Alastair spent the week fuming. At Finn. At himself. He didn’t even surf, which was a clarion call to his friends that something was wrong. He didn’t answer the door or phone. He did, however, drink himself silly on margaritas. And it was when he was lit up to the tip of his Mohawk that he heard a loud banging on the door.
“Fuck off!”
“It’s me! It’s Finn.”
“Fuck the bloody hell off!”
“Will you open the door? Please?”
“This is me imiday…imitatee…being you!”
“I don’t get drunk.”
The loud crash of the pitcher (margaritas) against the door let Finn know what Alastair thought of that. Also the storm of epithets that would have split the Red Sea. “Look, OK, I’m sorry. You freaked me out.”
“You threw me out!”
Arg, this was not going to work. “Yes! Yes I did! But look at it from my perspective! I didn’t know you knew who I was! It was a perfect logical reaction!”

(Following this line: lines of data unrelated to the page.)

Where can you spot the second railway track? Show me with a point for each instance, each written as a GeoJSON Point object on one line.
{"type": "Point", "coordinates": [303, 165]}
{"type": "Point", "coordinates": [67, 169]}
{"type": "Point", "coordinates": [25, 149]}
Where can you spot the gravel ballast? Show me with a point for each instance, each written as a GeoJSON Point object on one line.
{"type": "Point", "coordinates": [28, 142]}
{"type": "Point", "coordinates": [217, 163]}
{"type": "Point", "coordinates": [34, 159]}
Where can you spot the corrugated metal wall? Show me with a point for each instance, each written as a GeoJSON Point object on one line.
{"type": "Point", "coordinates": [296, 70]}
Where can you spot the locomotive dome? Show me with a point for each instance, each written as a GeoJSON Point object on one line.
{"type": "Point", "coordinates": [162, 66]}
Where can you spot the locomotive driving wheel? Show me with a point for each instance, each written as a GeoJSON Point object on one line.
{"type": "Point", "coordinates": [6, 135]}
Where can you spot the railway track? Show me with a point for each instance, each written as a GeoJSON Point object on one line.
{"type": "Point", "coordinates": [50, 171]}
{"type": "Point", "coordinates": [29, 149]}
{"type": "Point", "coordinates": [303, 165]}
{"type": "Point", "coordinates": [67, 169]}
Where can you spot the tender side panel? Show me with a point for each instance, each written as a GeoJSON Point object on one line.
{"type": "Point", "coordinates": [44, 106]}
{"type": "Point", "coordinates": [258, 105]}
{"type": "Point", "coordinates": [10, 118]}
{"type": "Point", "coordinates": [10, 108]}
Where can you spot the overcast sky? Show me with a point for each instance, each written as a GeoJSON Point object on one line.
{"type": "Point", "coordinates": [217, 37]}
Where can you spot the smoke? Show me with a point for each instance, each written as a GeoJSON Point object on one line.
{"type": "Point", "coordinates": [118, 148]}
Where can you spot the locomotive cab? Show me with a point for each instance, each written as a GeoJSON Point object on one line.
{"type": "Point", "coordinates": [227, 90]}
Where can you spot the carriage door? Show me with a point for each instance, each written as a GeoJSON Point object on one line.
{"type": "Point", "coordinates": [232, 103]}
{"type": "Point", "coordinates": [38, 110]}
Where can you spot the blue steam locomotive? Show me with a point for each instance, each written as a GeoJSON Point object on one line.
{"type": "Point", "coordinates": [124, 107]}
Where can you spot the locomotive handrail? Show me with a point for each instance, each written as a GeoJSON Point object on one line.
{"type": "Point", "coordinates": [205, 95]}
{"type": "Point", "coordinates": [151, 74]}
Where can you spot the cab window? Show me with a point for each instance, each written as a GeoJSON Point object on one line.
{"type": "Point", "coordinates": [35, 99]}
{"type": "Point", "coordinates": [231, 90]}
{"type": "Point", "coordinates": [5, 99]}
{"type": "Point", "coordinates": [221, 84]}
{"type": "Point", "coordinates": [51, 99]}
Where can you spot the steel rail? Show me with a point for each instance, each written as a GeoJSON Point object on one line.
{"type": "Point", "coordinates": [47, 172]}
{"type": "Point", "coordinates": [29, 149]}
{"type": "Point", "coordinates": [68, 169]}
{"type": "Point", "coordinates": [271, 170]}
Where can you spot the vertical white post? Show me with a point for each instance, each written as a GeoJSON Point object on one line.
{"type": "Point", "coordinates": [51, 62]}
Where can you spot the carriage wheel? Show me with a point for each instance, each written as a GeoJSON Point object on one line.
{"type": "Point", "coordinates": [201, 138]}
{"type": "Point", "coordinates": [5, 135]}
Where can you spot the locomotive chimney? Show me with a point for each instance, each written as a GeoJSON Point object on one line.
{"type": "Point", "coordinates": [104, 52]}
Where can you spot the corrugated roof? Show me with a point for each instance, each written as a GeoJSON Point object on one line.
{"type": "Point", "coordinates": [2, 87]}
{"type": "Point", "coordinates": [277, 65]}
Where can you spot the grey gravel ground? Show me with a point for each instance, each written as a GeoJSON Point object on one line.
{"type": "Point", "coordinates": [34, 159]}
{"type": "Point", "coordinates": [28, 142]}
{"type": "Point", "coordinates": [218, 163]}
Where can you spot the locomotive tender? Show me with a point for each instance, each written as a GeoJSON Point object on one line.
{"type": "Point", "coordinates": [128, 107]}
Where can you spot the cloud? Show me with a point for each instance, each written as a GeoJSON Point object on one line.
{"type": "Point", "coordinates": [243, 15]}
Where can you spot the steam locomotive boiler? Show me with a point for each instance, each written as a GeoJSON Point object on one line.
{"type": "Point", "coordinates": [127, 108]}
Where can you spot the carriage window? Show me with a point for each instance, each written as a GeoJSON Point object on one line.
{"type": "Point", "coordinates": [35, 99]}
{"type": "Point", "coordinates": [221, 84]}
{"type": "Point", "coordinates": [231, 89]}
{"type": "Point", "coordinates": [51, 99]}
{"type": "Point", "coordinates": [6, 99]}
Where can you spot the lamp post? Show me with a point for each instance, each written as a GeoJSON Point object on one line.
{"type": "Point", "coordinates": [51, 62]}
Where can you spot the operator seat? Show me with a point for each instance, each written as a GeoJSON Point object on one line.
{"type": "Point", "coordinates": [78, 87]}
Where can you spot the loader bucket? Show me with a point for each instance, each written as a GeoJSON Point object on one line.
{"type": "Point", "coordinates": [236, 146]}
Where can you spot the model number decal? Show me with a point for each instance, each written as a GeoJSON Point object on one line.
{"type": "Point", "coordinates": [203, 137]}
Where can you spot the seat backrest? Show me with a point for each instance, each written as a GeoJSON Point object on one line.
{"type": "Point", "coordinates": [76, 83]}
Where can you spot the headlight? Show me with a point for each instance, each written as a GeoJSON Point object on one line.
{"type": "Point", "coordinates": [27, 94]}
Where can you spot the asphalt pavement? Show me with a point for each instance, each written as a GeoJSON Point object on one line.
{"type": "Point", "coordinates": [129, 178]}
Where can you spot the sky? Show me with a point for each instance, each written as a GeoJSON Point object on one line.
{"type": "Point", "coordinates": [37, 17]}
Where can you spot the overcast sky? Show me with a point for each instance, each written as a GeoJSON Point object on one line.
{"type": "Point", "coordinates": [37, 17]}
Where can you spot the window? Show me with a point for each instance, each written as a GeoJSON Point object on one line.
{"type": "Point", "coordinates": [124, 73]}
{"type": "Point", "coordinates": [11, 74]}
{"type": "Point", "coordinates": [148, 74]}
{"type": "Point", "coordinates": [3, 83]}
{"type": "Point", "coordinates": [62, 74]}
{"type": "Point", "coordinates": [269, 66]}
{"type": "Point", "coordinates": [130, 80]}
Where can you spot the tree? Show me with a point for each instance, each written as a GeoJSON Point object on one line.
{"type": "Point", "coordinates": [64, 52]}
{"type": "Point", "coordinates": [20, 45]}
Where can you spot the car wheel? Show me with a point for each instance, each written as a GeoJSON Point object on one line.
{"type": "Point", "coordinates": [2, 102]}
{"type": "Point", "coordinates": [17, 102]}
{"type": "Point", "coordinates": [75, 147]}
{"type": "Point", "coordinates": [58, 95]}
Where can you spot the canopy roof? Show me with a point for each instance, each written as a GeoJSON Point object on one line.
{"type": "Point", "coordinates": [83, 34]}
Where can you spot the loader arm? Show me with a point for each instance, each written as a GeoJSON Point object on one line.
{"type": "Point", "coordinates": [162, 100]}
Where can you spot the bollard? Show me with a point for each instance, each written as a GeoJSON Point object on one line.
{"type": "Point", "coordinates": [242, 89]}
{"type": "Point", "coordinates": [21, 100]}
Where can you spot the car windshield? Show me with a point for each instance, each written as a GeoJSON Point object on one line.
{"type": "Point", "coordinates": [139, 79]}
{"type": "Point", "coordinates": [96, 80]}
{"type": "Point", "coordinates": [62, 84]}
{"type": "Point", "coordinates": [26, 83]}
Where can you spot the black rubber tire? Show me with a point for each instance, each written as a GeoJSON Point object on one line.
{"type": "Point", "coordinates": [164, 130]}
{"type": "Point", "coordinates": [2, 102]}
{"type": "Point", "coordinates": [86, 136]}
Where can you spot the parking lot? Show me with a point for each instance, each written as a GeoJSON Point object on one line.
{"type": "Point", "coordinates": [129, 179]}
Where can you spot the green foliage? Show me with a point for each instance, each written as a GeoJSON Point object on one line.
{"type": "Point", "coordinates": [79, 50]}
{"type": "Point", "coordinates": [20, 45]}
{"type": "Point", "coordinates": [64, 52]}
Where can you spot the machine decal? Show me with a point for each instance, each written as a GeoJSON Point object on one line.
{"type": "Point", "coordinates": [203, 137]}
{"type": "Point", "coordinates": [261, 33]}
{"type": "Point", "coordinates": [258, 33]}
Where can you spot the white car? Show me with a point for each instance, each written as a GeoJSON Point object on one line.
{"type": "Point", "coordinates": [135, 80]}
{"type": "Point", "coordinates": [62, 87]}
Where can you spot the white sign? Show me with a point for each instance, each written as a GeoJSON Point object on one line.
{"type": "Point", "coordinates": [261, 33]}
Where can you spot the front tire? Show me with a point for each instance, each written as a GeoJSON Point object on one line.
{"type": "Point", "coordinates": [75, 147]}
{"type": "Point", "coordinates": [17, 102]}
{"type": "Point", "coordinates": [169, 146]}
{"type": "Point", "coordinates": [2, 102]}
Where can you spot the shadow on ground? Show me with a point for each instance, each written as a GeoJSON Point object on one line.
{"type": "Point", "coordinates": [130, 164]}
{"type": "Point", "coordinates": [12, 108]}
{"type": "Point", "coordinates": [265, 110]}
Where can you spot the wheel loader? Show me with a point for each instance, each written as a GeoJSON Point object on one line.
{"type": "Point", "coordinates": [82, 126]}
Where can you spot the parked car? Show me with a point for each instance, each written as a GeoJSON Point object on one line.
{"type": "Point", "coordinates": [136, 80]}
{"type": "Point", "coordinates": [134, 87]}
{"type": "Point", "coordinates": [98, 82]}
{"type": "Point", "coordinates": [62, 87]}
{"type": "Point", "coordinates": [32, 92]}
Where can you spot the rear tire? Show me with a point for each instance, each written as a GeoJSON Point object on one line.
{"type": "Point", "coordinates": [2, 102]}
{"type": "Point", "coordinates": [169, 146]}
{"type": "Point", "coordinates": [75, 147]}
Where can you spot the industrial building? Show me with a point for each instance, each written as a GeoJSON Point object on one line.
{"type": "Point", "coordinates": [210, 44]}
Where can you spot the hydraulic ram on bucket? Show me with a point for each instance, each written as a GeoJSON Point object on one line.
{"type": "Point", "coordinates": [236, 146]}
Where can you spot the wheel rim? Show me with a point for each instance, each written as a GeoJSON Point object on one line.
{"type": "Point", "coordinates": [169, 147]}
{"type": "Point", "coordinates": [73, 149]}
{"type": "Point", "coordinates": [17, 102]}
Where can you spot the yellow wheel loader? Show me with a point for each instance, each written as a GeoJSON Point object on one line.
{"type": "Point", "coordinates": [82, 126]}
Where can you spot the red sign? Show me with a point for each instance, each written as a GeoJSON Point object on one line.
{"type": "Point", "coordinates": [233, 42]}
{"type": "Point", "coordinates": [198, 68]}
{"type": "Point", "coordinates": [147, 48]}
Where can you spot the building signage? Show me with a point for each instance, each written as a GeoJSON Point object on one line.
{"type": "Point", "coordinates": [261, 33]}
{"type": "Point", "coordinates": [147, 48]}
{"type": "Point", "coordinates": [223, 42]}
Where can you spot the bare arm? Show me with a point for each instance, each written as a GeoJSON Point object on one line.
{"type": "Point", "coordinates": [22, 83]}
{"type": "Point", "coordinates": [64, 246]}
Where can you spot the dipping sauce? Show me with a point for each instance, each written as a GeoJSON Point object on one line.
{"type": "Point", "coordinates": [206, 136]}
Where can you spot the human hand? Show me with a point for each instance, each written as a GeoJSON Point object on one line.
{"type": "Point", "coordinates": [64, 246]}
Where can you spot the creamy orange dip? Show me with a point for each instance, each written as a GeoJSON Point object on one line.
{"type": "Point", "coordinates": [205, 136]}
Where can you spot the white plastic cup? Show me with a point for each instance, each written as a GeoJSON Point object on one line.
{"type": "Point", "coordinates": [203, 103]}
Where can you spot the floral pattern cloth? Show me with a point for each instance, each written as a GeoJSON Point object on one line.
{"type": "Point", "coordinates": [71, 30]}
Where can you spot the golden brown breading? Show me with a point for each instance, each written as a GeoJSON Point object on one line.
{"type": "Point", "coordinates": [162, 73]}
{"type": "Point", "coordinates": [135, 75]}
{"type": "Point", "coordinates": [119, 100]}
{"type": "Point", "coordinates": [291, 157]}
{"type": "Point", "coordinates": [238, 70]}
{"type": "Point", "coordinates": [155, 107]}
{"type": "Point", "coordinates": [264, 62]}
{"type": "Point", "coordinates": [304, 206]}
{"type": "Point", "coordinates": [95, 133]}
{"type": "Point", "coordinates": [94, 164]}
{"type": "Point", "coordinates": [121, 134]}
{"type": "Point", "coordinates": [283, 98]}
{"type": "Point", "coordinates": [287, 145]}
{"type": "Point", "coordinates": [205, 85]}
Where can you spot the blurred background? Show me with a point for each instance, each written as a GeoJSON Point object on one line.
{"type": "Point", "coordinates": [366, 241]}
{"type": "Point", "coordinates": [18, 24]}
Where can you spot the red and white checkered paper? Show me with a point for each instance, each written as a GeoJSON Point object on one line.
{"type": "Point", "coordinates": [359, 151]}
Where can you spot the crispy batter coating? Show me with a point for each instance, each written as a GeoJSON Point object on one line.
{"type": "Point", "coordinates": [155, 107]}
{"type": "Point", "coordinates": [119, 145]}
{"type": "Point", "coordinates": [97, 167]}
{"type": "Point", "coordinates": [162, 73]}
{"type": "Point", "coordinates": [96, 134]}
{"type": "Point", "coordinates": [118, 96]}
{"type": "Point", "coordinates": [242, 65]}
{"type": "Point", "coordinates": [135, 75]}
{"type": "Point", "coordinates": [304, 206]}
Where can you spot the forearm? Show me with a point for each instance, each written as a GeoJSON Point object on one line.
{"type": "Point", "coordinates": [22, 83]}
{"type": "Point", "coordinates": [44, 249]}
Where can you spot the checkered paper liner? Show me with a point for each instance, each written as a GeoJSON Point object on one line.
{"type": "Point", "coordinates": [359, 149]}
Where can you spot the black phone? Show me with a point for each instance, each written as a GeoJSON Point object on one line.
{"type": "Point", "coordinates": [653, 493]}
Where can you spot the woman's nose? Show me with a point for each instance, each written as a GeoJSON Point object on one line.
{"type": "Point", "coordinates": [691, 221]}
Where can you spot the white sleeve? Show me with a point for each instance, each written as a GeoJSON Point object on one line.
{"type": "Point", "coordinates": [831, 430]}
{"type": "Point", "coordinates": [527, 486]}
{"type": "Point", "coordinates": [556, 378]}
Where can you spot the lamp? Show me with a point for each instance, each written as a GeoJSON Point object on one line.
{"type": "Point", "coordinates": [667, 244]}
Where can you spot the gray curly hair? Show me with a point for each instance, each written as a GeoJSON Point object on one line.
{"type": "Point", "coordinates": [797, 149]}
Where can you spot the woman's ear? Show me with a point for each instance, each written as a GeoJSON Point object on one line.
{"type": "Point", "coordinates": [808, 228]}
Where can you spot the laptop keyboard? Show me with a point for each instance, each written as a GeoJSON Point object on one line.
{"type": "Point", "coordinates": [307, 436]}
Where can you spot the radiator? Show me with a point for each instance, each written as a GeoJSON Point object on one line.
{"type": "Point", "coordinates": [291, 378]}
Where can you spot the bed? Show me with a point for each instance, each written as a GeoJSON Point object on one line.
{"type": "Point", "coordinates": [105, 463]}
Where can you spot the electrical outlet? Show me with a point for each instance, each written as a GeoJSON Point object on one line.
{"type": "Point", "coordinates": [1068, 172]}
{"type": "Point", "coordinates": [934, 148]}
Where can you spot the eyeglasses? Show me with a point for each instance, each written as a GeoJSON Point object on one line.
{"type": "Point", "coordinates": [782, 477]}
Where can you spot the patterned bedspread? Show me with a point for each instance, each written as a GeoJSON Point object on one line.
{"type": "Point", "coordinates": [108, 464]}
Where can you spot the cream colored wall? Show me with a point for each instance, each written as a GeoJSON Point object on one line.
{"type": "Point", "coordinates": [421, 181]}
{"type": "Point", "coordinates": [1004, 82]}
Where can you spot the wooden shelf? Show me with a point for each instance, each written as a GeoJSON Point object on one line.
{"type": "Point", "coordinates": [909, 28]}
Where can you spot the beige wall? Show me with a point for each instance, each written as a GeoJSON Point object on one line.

“Fuckyouasshleohe!...hole!”
“You must really be plastered.”
“Yep! Feels great! Icanshoutatashehails!”
“’Assholes.’”
“Them too!”
“Open the door before I fry it off.” He actually couldn’t do that…
            Like a true Abercrombie, the threat of property damage actually did the trick. He threw open the door, naked as a jaybird, cursed the air blue, took a swing at Finn, missed by a mile, hit the door jam, cursed some more, and promptly fainted into Finn’s arms. It took all of 5 seconds.